Document Object Model (DOM) Simple APIs for XML (SAX) JDOM Java APIs for XML parsing (JAXP)
DOMThe Document Object model (commonly called DOM) defines a set of interfaces for the parsed version of an XML document. The parser reads the entire document and then constructs a tree that resides in memory, and your code can manipulate the tree structure using the DOM interface. You can traverse the tree to see what the original document contains, you can delete several parts of the tree, you can rearrange the tree and add new branches, and so on. The disadvantage of DOM: the DOM constructs the entire document-resident memory tree. If the document is large, it will require a great deal of memory. The DOM creates objects that represent everything in the original document, including elements, text, attributes, and spaces. If you just focus on a small part of the original document, creating objects that will never be used is extremely wasteful. The DOM parser must read the entire document before your code gets control. For very large documents, this can cause significant delays. These are simply problems caused by the design of the document object model;
DOM API is a very useful way to parse XML documents。

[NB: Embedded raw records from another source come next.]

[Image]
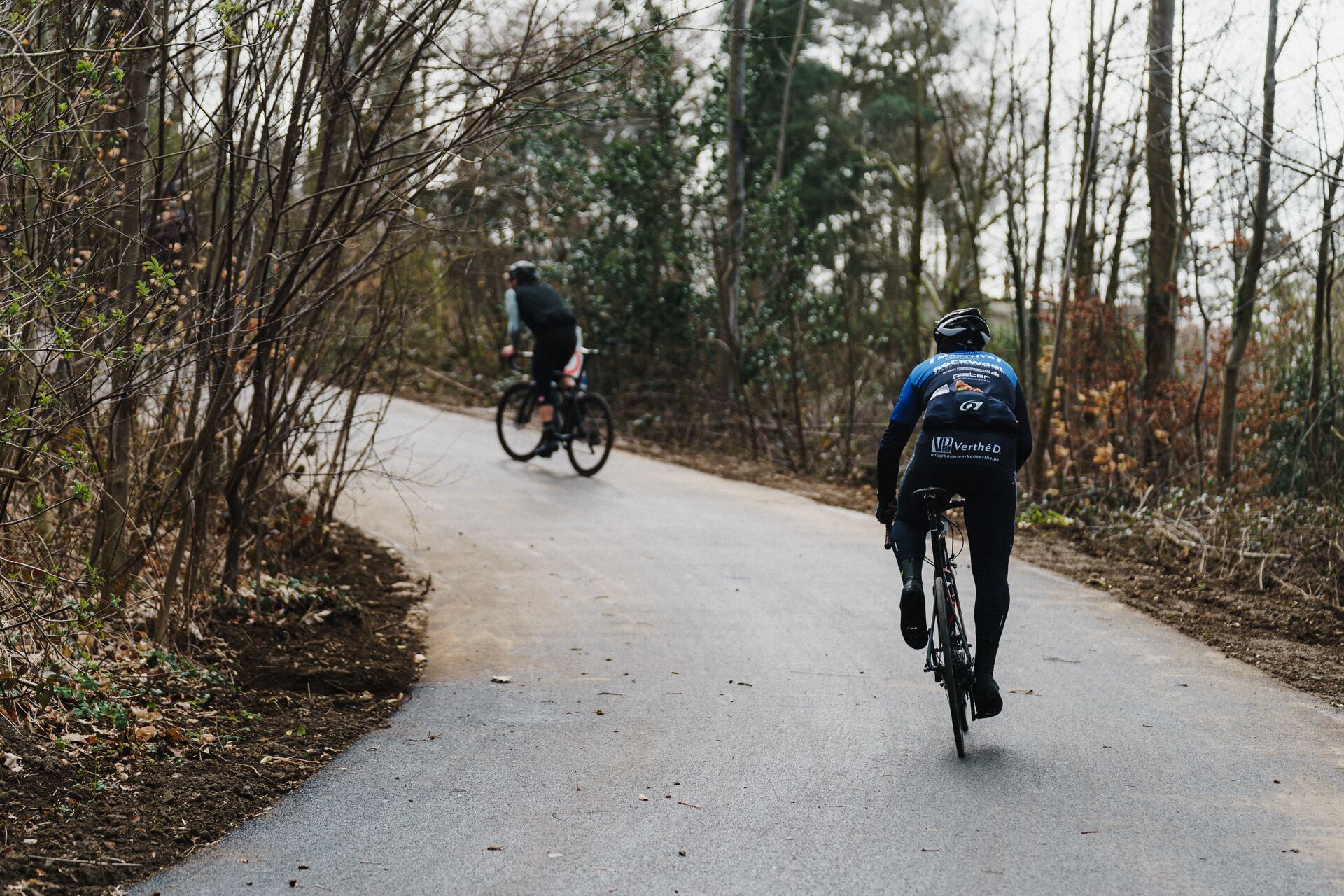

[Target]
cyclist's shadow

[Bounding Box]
[930,738,1026,774]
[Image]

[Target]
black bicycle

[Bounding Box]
[887,489,976,756]
[495,348,615,475]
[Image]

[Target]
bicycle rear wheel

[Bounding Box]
[495,383,542,461]
[564,392,615,475]
[932,575,966,757]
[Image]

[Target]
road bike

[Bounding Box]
[887,489,976,756]
[495,348,615,475]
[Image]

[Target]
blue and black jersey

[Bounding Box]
[878,351,1031,503]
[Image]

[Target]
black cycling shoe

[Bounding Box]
[900,560,929,650]
[970,673,1004,719]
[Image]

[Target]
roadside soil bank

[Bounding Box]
[0,526,428,895]
[395,386,1344,706]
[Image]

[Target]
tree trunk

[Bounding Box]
[89,0,150,595]
[906,63,929,372]
[718,0,751,402]
[1144,0,1180,461]
[1306,148,1344,461]
[1217,0,1278,482]
[770,0,812,190]
[1027,0,1055,414]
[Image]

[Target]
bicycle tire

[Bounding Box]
[564,392,615,475]
[932,576,966,759]
[495,382,542,461]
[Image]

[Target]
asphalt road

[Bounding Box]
[134,402,1344,896]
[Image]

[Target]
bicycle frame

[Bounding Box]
[925,513,974,719]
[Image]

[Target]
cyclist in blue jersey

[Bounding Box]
[878,307,1031,718]
[500,260,578,456]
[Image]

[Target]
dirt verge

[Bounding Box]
[0,526,428,893]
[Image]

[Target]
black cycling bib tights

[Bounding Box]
[878,351,1031,674]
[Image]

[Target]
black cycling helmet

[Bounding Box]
[505,260,538,284]
[932,307,989,352]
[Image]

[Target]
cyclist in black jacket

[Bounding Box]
[500,262,578,456]
[878,307,1031,718]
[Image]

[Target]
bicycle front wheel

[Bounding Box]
[932,576,966,757]
[564,392,615,475]
[495,383,542,461]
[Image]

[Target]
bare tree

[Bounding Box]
[718,0,751,400]
[1144,0,1180,459]
[1217,0,1282,481]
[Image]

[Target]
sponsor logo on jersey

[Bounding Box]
[932,435,1002,454]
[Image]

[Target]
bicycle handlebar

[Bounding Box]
[513,348,602,357]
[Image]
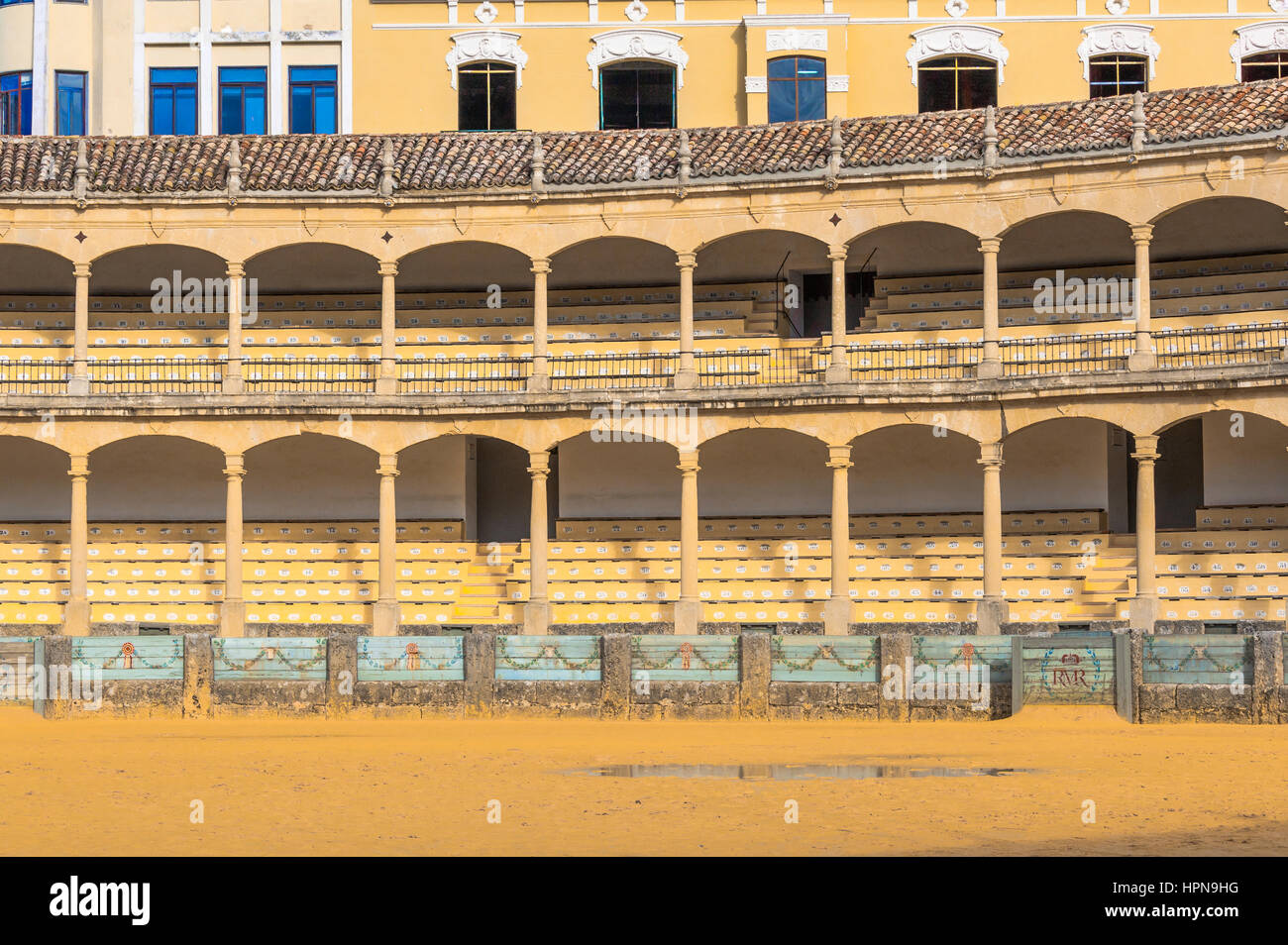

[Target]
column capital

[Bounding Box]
[1130,437,1162,463]
[975,443,1004,469]
[1130,223,1154,246]
[528,450,550,478]
[827,443,854,469]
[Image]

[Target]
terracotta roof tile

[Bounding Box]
[0,80,1288,194]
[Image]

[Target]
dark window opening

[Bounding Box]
[219,65,268,134]
[599,61,675,130]
[0,72,31,135]
[917,55,997,112]
[290,65,336,134]
[1239,49,1288,82]
[54,72,86,135]
[456,61,518,132]
[768,55,827,121]
[1087,54,1149,98]
[150,68,197,134]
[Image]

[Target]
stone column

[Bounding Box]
[675,450,702,633]
[223,262,246,394]
[975,237,1002,377]
[523,451,550,635]
[63,456,90,636]
[219,454,246,636]
[1129,437,1159,633]
[67,262,89,396]
[824,245,850,383]
[1127,224,1158,370]
[975,443,1012,633]
[376,262,398,394]
[675,253,698,389]
[528,259,550,391]
[823,444,854,635]
[371,455,402,636]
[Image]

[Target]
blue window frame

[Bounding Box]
[54,72,86,135]
[0,72,31,135]
[767,55,827,121]
[290,65,336,134]
[150,68,197,134]
[219,65,268,134]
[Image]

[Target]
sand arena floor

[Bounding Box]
[0,707,1288,855]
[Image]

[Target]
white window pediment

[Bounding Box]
[587,30,690,89]
[1231,19,1288,81]
[909,23,1012,85]
[447,30,528,89]
[1078,23,1159,81]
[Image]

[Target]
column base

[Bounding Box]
[219,600,246,636]
[1127,596,1158,633]
[823,360,854,383]
[671,367,698,390]
[823,597,850,636]
[63,600,89,636]
[523,600,550,636]
[975,358,1002,381]
[1127,348,1158,370]
[371,600,402,636]
[675,597,702,636]
[975,597,1012,636]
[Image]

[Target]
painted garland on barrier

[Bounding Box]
[631,639,738,670]
[358,640,461,670]
[1145,639,1246,672]
[76,640,183,670]
[773,636,877,672]
[211,640,326,672]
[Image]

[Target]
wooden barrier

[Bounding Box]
[358,636,465,682]
[496,636,600,682]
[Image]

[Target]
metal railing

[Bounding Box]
[549,352,680,390]
[999,331,1136,377]
[0,361,72,396]
[398,358,532,394]
[242,358,380,394]
[86,358,223,394]
[693,348,827,387]
[846,341,983,382]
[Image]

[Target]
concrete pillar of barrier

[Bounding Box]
[1252,630,1284,725]
[877,633,912,722]
[599,633,631,718]
[326,633,358,716]
[183,633,215,718]
[463,630,496,717]
[36,635,72,718]
[738,632,772,718]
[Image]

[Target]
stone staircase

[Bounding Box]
[452,542,519,623]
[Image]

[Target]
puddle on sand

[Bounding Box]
[566,765,1031,782]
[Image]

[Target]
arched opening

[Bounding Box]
[693,229,829,338]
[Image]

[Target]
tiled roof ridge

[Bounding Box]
[0,80,1288,198]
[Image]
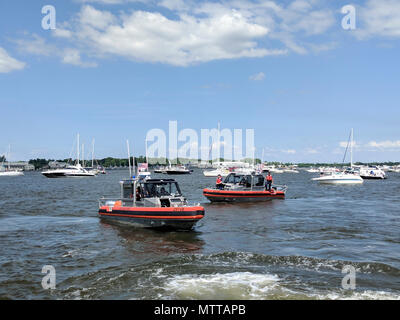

SAXSeveral features of sax solve the DOM problem: The SAX parser sends events to your code. It tells you when the parser discovers the start of the element, the end of the element, the text, the beginning or end of the document, and so on. You can decide what events are important to you, and you can decide what type of data structure you want to create to hold the information from those events. If you do not explicitly save data from an event, it is discarded. The SAX parser does not create any objects at all, it simply passes events to your application. If you want to create objects based on those events, this will be done by you. The SAX parser starts sending events at the beginning of parsing. When the parser discovers the start of the document, the start of the element, and the text, the code receives an event. Your application can start building results immediately; you don't have to wait until the entire document is parsed. Even better, if you only find something in your document, the code can throw an exception once it finds what you're looking for. The exception stops the SAX parser, and the code uses the data it finds to do whatever it needs to do.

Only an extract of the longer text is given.